Amerikanische Autoren haben die Auflage, so zu schreiben, daß Siebenjährige einem Songtext oder einem Dialog mühelos folgen können. Marktbeobachter haben erwiesen, daß es die quasi-kindlichen Programmteile sind, die höchste Einschaltquoten erzielen, ergo maximalen Werbeprofit. Also richten sich die Hits und Trends der Branche seit langem unüberhörbar nach dem Geschmack von Sechs- bis Vierzehnjährigen. Die Coca-Colonisation, sie ist nichts anderes als, wie man im Revier sagt, Verkinschung. Reduktion des Wortschatzes wie der Zusammenhänge auf den je einfachsten Nenner, auf den der Vorpubertät, der Lebenszeit vor Fertigbildung des Großhirns.

Eine Lösung aus dem Dilemma? Solange wird es sie nicht geben, als es auch und gerade Verleger sind, die auf den Rummelzug aufspringen. Eine Lösung wäre die Entfesselung des Gefangenen, die Öffnung der Ghettos, die hier für eine Mehrheit sorgen, die Narkotika ausgeliefert sind, und dort für eine Minderheit, die sich in elitärer Höhe ebenso isoliert, nur eben splendid, in Insider-Abgehobenheiten aus dem unendlichen Köchelverzeichnis der Glatzenfriseure. Ein Ende wäre nur absehbar in rigoroser Chaotisierung der Kanäle, in deren Soft-Brei wieder die Brocken gehörten, live -Freiheiten ebenso wie das kalkuliert Anstößige. Was freilich weder Staatsverwalter akzeptieren noch je der Multimedia-Kommerz.

Eine Entfesselung des Gefangenen gäbe es allein im Aufstand des Ghettos, in einer allgemeinen Verweigerung des Brei -Fressens. Oder wenigstens - wenn Hungerstreik oder Entzug schon nicht mehr gelingen - im Re-Etablieren jener Überraschungsprogramme, in deren Marmelade das Rasiermesser steckt. In denen ständig mit dem Schlimmsten zu rechnen ist, mit Schußwunden, mit dem, was Wut macht und Mut und wieder Konzentration, Argument, Analyse.
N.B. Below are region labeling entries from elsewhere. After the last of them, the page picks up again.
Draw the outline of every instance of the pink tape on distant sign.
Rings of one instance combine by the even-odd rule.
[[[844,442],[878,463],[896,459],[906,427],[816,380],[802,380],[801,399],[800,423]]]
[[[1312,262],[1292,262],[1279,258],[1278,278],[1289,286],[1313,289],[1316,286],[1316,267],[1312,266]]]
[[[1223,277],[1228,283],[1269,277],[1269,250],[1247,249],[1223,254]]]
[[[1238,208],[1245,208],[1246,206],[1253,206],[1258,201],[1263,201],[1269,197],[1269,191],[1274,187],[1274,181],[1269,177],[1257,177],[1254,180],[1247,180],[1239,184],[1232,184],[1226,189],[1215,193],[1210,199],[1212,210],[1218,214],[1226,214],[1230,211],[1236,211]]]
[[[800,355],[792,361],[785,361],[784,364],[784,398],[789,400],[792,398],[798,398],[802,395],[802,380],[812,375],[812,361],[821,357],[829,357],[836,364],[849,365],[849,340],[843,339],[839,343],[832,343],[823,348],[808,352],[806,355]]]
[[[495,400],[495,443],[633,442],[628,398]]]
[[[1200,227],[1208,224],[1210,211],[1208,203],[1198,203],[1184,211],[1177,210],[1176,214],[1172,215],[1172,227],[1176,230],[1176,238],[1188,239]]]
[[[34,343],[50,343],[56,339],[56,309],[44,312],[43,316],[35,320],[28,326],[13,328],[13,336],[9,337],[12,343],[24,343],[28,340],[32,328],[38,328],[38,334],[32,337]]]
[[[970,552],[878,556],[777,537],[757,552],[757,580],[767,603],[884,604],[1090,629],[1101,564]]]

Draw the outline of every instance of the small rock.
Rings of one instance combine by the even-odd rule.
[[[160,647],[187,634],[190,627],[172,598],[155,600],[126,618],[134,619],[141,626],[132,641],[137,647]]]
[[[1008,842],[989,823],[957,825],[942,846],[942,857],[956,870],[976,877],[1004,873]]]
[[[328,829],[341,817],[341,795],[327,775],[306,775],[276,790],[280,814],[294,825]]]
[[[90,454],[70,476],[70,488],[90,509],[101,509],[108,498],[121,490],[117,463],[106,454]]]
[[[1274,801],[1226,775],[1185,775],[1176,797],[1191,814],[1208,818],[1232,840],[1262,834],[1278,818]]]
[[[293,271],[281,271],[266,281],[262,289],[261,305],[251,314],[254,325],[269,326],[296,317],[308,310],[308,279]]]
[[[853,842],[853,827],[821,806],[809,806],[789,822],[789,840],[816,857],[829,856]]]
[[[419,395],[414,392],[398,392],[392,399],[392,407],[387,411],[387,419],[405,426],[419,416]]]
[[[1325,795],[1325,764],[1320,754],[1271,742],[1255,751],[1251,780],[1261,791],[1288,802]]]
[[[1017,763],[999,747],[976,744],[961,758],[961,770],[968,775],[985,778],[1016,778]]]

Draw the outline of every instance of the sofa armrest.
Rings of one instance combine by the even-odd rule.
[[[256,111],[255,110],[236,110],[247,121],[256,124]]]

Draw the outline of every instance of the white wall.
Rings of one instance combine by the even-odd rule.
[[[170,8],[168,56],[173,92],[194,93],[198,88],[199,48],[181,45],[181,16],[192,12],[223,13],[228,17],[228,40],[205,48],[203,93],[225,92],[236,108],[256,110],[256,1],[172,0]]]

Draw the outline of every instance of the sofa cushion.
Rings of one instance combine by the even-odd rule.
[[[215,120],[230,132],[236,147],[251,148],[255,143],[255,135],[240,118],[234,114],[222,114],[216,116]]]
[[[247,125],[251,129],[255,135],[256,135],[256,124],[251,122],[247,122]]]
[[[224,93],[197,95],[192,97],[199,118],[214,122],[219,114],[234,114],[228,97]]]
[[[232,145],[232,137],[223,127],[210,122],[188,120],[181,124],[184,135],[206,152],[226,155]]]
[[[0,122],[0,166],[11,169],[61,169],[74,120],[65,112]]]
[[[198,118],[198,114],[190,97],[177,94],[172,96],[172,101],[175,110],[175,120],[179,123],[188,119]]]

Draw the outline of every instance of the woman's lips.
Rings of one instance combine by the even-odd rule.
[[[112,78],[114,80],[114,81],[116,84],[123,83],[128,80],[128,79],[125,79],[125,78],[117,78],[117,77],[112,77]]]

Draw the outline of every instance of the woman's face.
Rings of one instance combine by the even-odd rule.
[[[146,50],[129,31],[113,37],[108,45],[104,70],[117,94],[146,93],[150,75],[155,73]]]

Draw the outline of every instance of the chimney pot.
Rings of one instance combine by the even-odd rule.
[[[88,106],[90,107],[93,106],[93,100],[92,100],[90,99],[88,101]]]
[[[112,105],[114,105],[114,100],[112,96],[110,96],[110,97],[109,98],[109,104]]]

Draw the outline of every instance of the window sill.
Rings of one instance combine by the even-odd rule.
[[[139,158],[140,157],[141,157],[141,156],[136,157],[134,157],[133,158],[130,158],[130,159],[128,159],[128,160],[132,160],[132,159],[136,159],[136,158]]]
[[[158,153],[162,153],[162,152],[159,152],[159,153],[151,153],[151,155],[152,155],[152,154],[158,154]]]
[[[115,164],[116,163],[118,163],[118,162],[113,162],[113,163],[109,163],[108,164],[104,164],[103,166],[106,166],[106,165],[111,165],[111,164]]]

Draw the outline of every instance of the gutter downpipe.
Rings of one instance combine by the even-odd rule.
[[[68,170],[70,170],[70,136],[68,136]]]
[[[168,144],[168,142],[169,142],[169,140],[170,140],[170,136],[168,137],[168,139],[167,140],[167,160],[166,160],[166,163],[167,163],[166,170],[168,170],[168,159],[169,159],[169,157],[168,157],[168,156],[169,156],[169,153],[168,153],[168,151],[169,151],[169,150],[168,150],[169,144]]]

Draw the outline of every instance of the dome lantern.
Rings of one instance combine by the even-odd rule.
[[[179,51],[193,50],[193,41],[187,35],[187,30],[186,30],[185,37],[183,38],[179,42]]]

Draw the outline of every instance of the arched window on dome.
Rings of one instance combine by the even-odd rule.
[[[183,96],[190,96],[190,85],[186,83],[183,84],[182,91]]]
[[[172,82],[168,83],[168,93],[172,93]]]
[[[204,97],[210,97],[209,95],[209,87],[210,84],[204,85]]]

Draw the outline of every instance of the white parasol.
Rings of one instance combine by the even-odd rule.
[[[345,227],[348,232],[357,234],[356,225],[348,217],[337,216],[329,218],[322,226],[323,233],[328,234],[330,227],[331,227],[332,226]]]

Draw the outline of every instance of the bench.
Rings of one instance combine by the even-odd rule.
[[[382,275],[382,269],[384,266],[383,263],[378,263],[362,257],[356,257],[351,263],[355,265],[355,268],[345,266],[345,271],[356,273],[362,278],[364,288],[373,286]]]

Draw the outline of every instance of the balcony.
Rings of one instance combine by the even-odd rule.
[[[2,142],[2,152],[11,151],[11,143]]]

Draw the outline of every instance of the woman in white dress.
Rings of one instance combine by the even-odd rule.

Doch wenn nun schon EG -Richtlinien für einen europaweiten Kommerzfunk verabschiedet werden und die Kolonialisierung der DDR auch medienpolitisch erkennbar wird - statt die Chance zu nutzen, dort zu vermeiden, was nach 1945 hier vertan wurde, erscheint eine Umkehr in den alten Abenteuer- und Freiraum, jenseits von Markt und Macht, endgültig aussichtslos.

Kabel- und Satelliten-Techniken ermöglichen Internationalisierung, Monopolisierung. Das heißt, Gleichschaltung der Weltwahrnehmung. Standardisierung von Sizilien bis Island, von Madrid demnächst bis Moskau, hirnerweichender Global-Pudding nach dem so bewährten Rezept des Hamburgers. Von „geistigem Krebs“ spricht Umberto Eco, wenn er vom Okkulten spricht, von der dummen Sorte der Zeichen, der unnötigen Magie, die immer nur sich selbst erklärt, Schein den Schein, wuchernd. Im Fernsehen sind in Europa inzwischen 45 Satellitenprogramme zu empfangen, 18 in englisch - Medienmonopoly.

Die Ruhigstellung der Massen durch Abschirm- und Ablenkungsarbeit wird ja umso notwendiger, je unabwendbarer das Inferno des Planeten näherrückt. Umso mildtätiger wird die weltweite Augenwischerei, die am besten immer noch dann abschirmt, wenn sie uns reduziert, auf einen plärrenden Infantilismus, mit dem wir zu stillen sind, ruhigzustillen, zu erlösen vom Eigensinn.